핵심 개념
Ada-LEval, a length-adaptable benchmark, is introduced to rigorously evaluate the long-context capabilities of large language models, revealing significant limitations in their performance, especially in ultra-long-context settings.
초록
The paper introduces Ada-LEval, a novel benchmark designed to assess the long-context capabilities of large language models (LLMs). Ada-LEval comprises two challenging tasks:
TSort: Requires LLMs to arrange shuffled text segments from a long document in the correct order, necessitating comprehensive understanding of the full text.
BestAnswer: Asks LLMs to identify the best answer to a question from a large set of candidates, again demanding thorough comprehension of the provided content.
The key advantages of Ada-LEval are:
- Controllable test case length: The length of text segments and number of distractor answers can be adjusted to evaluate LLMs across different context lengths.
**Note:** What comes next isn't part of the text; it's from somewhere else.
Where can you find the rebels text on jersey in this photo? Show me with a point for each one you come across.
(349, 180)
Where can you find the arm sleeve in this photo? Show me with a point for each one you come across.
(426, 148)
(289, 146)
- Necessity of full-text comprehension: Successful completion of both tasks requires LLMs to deeply understand the entire text, not just extract superficial information.
- Precise accuracy measurement: The design of the tasks allows for unambiguous evaluation of model performance.
The paper evaluates several state-of-the-art proprietary and open-source LLMs on Ada-LEval. The results reveal significant limitations in the long-context capabilities of existing models, especially in ultra-long-context settings (32,000+ tokens). Even the most powerful proprietary models struggle to maintain performance as text length increases.
The authors also conduct ablation studies to further analyze the shortcomings of current LLMs, including poor instruction following, strong position bias, and limited scalability of position embeddings. These insights provide valuable guidance for future developments in long-context language modeling.
통계
The context window of GPT-4-Turbo is 128,000 tokens, while Claude-2 and Claude-2.1 can handle up to 200,000 tokens.
The average token length of test cases in Ada-LEval ranges from 955 to 126,098 tokens, covering both long-context and ultra-long-context settings.
인용구
"Despite these advancements, three significant limitations persist in existing benchmarks: Firstly, the ultra-long setting (32,000 tokens or longer) is scarcely represented, limiting insights into LLM performance in extreme context lengths. Secondly, the integration of test samples of varying lengths within these benchmarks complicates the evaluation of LLMs across different length ranges. Lastly, the focus on traditional tasks such as question-answering and summarization often does not necessitate comprehensive content understanding by the LLMs, as many questions in these tasks do not require full-text comprehension."